Forgive the commentary on a very old and obscure article, but this piece from Daily Kos, which I only discovered today, is a great example of one of my favorite journalistic subgenres, which is National Review kremlinology.
As you may know, some time ago I wrote a long piece for the magazine about white poverty in Appalachia. It was much-discussed, which was gratifying. But the Left cannot take a piece of reporting to be a piece of reporting—it has to be something nefarious, engineered with malice aforethought. So this genius writing for Daily Kos, name of Chauncey DeVega, took it upon himself to uncover the secretly racist agenda that simply must exist in an article that is pretty much entirely about poor white folks: National Review, he argues, was in this piece trying to transfer racist stereotypes about poor non-white welfare recipients onto poor white welfare recipients.
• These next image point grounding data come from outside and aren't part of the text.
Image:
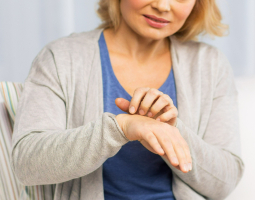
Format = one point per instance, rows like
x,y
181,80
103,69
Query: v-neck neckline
x,y
161,88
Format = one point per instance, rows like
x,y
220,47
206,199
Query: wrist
x,y
121,119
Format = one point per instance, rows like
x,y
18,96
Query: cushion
x,y
10,187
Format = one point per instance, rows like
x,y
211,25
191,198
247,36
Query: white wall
x,y
246,89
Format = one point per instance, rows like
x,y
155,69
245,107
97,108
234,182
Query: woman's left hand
x,y
152,103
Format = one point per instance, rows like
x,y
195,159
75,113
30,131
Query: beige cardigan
x,y
62,136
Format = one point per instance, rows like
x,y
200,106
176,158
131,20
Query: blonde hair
x,y
205,18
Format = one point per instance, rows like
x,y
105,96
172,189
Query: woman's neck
x,y
128,43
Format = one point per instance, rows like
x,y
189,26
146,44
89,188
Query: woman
x,y
70,134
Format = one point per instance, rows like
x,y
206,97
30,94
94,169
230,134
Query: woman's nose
x,y
162,5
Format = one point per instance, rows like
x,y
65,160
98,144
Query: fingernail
x,y
175,160
132,109
186,168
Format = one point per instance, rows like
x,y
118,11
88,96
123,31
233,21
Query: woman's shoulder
x,y
197,49
75,42
201,54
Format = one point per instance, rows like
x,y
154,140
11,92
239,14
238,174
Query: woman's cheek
x,y
182,11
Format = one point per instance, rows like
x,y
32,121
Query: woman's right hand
x,y
159,138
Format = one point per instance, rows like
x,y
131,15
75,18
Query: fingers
x,y
186,150
137,98
163,102
152,95
170,112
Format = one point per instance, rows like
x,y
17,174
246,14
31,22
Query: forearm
x,y
56,156
215,171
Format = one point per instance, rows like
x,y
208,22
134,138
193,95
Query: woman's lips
x,y
156,22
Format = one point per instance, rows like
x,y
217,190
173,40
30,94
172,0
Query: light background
x,y
26,26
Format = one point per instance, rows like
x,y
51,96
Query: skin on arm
x,y
157,137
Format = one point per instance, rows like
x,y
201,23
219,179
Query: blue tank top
x,y
134,173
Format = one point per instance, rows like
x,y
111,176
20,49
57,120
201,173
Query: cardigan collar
x,y
176,47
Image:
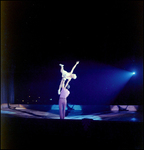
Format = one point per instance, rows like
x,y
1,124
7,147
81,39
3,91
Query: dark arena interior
x,y
105,105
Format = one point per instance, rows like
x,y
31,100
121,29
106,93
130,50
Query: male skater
x,y
62,100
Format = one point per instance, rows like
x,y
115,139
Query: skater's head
x,y
74,76
68,86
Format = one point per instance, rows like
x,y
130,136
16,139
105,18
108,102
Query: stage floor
x,y
76,114
27,126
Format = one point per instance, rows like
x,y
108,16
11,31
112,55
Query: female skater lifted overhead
x,y
67,75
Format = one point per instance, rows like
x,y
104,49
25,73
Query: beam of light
x,y
7,112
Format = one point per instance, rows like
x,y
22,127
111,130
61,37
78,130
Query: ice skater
x,y
63,100
67,76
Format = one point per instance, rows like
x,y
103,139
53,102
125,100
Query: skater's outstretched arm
x,y
74,67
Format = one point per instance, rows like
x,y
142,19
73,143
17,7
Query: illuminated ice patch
x,y
7,112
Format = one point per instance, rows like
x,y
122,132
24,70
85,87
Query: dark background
x,y
38,36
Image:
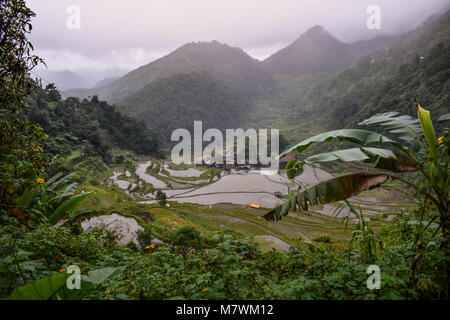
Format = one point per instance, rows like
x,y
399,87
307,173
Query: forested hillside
x,y
385,81
231,65
177,101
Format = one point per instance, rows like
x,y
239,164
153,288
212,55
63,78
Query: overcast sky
x,y
126,34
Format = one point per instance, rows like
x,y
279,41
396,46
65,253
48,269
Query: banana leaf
x,y
362,137
404,127
329,191
428,130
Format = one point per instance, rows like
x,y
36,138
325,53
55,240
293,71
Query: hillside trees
x,y
21,158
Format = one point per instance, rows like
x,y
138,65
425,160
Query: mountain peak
x,y
316,29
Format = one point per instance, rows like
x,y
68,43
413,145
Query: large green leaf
x,y
60,183
43,289
329,191
428,130
445,120
400,164
362,137
25,199
404,127
70,205
356,154
101,275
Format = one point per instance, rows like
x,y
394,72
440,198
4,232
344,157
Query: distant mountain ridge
x,y
232,65
318,51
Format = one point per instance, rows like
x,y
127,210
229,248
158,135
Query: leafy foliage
x,y
21,159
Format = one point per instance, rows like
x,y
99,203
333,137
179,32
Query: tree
x,y
21,158
161,197
186,239
417,149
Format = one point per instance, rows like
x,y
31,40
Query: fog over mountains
x,y
225,87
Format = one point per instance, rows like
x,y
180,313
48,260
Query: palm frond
x,y
329,191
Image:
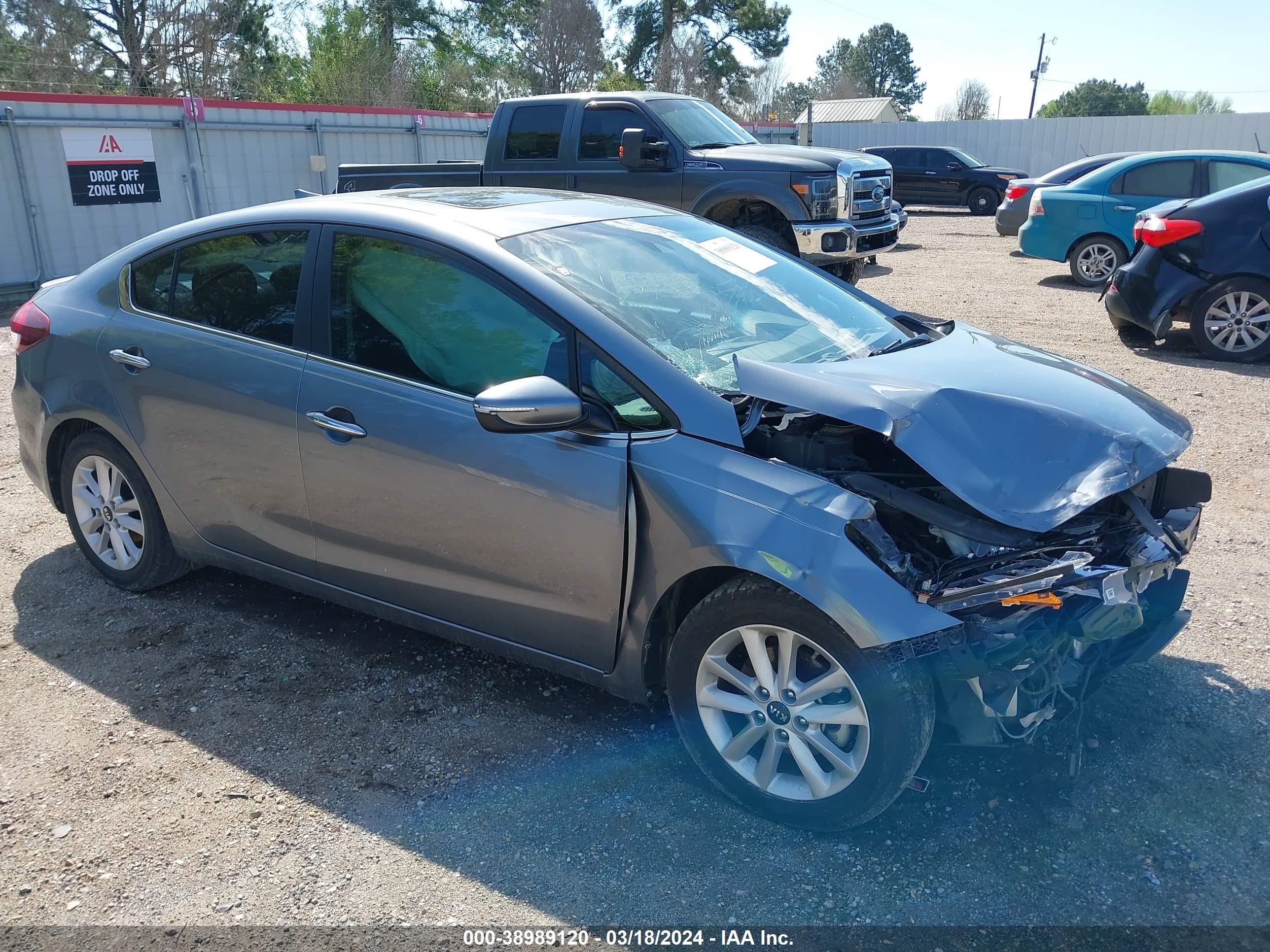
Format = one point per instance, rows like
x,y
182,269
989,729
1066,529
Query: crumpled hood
x,y
1025,437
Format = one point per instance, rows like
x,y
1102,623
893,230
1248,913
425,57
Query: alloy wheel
x,y
1238,322
108,513
783,713
1096,262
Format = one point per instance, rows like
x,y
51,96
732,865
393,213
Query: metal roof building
x,y
873,109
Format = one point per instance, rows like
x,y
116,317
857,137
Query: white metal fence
x,y
206,158
1041,145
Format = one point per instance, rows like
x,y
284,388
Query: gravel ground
x,y
224,752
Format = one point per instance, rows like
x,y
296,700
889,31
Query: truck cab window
x,y
602,133
534,133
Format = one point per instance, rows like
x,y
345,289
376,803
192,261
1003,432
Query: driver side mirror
x,y
529,406
638,154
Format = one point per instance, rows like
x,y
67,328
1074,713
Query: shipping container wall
x,y
199,159
1041,145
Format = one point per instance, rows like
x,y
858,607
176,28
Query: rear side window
x,y
151,283
602,133
1227,174
535,133
1172,179
400,310
246,283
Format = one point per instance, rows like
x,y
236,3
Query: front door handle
x,y
327,423
129,360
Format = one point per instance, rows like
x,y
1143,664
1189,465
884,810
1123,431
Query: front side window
x,y
602,133
699,295
406,311
964,158
247,283
534,133
699,125
1229,174
1172,179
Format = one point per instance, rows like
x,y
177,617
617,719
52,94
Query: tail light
x,y
28,327
1158,232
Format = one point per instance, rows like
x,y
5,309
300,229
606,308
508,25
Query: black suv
x,y
944,175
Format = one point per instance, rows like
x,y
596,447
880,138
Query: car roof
x,y
1112,169
478,211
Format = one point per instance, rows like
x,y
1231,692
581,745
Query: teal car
x,y
1089,224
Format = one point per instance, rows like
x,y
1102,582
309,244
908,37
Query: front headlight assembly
x,y
819,193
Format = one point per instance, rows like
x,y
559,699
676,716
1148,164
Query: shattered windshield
x,y
700,294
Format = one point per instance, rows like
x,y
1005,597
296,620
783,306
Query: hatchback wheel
x,y
1095,259
1233,320
783,713
113,514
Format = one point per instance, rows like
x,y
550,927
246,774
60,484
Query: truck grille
x,y
870,195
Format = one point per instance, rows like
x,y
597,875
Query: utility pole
x,y
1038,71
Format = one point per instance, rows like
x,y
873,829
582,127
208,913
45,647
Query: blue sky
x,y
1222,46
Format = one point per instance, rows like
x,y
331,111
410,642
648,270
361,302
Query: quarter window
x,y
151,283
602,384
1172,179
247,283
535,133
1227,174
404,311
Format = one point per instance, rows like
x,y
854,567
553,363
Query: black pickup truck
x,y
834,208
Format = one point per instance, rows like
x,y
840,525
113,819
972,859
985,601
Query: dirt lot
x,y
224,752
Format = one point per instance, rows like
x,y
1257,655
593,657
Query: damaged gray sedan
x,y
629,446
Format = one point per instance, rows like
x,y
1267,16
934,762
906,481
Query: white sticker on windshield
x,y
738,254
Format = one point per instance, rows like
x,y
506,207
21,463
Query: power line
x,y
1214,92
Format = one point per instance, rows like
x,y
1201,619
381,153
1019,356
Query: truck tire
x,y
769,237
828,762
984,201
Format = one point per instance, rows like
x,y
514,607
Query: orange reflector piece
x,y
1042,598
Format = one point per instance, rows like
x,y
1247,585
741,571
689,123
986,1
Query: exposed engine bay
x,y
1043,616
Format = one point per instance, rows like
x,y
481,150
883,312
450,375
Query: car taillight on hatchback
x,y
28,327
1158,233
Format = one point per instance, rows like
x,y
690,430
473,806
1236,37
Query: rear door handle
x,y
127,360
327,423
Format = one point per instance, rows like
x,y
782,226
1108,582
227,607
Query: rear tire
x,y
984,201
769,237
1227,319
840,758
115,517
1093,261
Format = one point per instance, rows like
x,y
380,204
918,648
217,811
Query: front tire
x,y
769,237
1095,259
115,517
1231,322
984,201
788,716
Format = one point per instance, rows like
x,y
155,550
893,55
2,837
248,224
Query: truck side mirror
x,y
632,151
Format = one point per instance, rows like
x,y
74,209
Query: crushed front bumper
x,y
841,240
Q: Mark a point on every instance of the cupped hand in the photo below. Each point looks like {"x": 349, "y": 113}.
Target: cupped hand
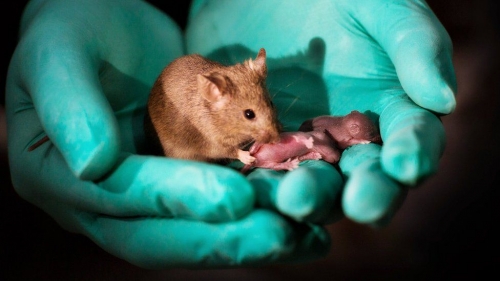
{"x": 391, "y": 60}
{"x": 81, "y": 75}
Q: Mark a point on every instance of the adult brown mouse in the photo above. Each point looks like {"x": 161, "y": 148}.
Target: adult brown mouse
{"x": 200, "y": 109}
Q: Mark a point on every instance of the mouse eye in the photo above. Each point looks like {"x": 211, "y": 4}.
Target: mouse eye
{"x": 249, "y": 114}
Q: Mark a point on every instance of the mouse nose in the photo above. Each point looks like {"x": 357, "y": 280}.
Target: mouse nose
{"x": 269, "y": 136}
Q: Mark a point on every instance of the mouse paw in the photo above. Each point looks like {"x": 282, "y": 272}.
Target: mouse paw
{"x": 290, "y": 164}
{"x": 245, "y": 157}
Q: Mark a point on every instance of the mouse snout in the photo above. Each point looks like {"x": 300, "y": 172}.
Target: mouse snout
{"x": 269, "y": 136}
{"x": 376, "y": 138}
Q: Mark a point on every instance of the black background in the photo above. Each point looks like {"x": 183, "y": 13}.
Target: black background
{"x": 446, "y": 228}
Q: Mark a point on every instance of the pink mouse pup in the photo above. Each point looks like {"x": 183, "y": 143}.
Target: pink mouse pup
{"x": 353, "y": 128}
{"x": 323, "y": 137}
{"x": 293, "y": 148}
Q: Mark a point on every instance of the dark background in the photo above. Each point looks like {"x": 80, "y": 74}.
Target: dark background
{"x": 446, "y": 228}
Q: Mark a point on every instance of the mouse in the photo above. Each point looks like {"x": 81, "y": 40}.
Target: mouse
{"x": 202, "y": 110}
{"x": 293, "y": 148}
{"x": 353, "y": 128}
{"x": 323, "y": 137}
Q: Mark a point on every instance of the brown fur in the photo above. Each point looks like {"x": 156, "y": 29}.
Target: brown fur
{"x": 196, "y": 108}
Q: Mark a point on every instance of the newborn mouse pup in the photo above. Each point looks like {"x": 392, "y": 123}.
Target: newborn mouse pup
{"x": 202, "y": 110}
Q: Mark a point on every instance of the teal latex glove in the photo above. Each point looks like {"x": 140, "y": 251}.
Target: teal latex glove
{"x": 389, "y": 59}
{"x": 81, "y": 75}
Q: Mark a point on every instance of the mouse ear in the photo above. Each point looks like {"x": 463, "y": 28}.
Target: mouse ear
{"x": 212, "y": 86}
{"x": 259, "y": 64}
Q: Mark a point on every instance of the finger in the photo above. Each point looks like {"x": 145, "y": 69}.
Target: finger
{"x": 63, "y": 83}
{"x": 307, "y": 194}
{"x": 414, "y": 141}
{"x": 419, "y": 47}
{"x": 260, "y": 238}
{"x": 77, "y": 84}
{"x": 171, "y": 187}
{"x": 138, "y": 185}
{"x": 370, "y": 196}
In a particularly crafty stroke of genius, they dispatched a black man to do the dirty work: me.
“It begins like a bad joke,” DeVega writes. “The story is real. What would happen if a prominent conservative and Right-wing publication sent a black man to research and subsequently write an expose about white rural poverty?”
“I lived Kevin D. Williamson’s article,” one reader responded. “I had no idea the author was black until you pointed it out, though.”
Neither did I.
In case you hadn’t noticed, I’m about as black as the sales staff of the Greenwich, Conn., Brooks Brothers store dancing the hokey-pokey at a Young Republicans country-club ice-cream social (all vanilla) in 1951. In the snow. That doesn’t stop DeVega from spinning his wonderfully daft conspiracy theory.
But I suppose that’s just how racist the Right really is: Even the black guys are white.